Personal information
- Nationality: German
- Born: 7 June 1990 (age 36) Suhl, East Germany
- Height: 1.72 m (5 ft 8 in)
- Weight: 65 kg (143 lb)

Sport
- Country: Germany
- Sport: skeleton
- Club: RT Suhl
- Turned pro: 2005
- Coached by: Christian Baude, Jens Müller

Achievements and titles
- Olympic finals: 10th (2014 Sochi)

Medal record
Skeleton
World Championships
| Gold medal – first place | 2019 Whistler | Mixed team |
| Bronze medal – third place | 2019 Whistler | Women |
Junior World Championships
| Silver medal – second place | 2013Igls | Women |

= Sophia Griebel =

German skeleton racer

Sophia Griebel (born 7 June 1990) is a German skeleton racer who has raced at the Winter Olympics and the Skeleton World Cup. She started racing skeleton in 2005 and was selected to the German national team in 2008; she was a luger before switching to skeleton. Her personal coach is Christian Baude and she uses an FES sled. Away from sport, she works for the German Federal Police. Griebel was injured in 2016 and spent 18 months recovering before returning to the World Cup circuit in November 2017, but after poor showings in the season's first two races, she was replaced on the German World Cup squad by Anna Fernstädt.

==Notable results==
Griebel began international competition in 2008 on the Europe Cup, finishing 10th in her first race, at St.

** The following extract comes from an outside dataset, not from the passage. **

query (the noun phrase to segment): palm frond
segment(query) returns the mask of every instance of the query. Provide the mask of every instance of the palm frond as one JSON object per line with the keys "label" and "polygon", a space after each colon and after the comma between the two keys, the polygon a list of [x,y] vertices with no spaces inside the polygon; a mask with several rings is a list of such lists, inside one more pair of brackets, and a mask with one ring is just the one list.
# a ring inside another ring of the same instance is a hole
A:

Moritz. At the 2009 Skeleton Junior World Championships she finished just off the podium in 4th place; that same season saw her take three podium finishes on the Europe Cup, including one gold, taking third place on the tour overall. The following season, she continued to race in the Europe Cup, taking five podiums (three wins) but only ninth at the Junior World Championships. Griebel was promoted to the Intercontinental Cup for the 2010–11 season, earning three gold medals and five silvers on the way to a first-place finish in the ICC season rankings, but only took fifth in the Junior World Championships.

Griebel continued to race on the lower levels of sliding until the 2012–13 season, when she joined the World Cup tour after earning a silver medal at the Junior World Championships. She finished 9th on her first World Cup start, at Altenberg. Griebel started the Olympic season of 2013–14 back on the ICC, earning four consecutive podiums before being promoted once again to the World Cup and earning a place on the German Olympic team for the 2014 Winter Olympics in Sochi. She won the final training run in Sochi, but could only manage a 10th-place finish in the competition proper.

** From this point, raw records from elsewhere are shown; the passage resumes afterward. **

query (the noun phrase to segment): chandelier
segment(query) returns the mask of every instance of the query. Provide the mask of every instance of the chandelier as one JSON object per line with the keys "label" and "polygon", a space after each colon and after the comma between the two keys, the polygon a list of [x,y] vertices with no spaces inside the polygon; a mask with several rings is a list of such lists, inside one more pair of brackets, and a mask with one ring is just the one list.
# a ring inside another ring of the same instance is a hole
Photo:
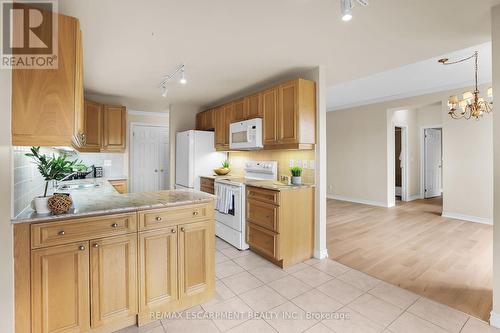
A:
{"label": "chandelier", "polygon": [[443,65],[454,65],[474,59],[474,91],[466,91],[462,94],[462,96],[454,95],[448,98],[448,114],[453,119],[475,118],[476,120],[479,120],[479,117],[482,117],[485,113],[493,111],[493,89],[491,87],[488,89],[486,100],[479,95],[480,92],[477,84],[478,56],[479,53],[476,51],[470,57],[457,61],[450,62],[448,58],[439,59],[439,62]]}

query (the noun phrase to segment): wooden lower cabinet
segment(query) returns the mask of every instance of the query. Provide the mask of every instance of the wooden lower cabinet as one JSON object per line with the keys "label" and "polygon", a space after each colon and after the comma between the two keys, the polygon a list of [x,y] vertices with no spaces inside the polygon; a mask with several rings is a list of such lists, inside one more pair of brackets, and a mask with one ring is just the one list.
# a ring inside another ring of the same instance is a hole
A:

Griebel returned the World Cup in 2014–15, earning her best finishes to date with fourth-place results at Calgary, Altenberg, and Königssee, but finished a disappointing 12th at her first senior World Championships. She ended that season ranked sixth in the World Cup rankings, behind two of her German teammates. The following (2015–16) season, Griebel finished fourth again at Altenberg and improved her World Championships result to fifth, but then was forced to sit out the entire 2016–17 season due to injury. Returning to the World Cup in 2017–18, another Olympic-shortened season, she fared poorly in two races before being demoted to the ICC squad in favor of Anna Fernstädt.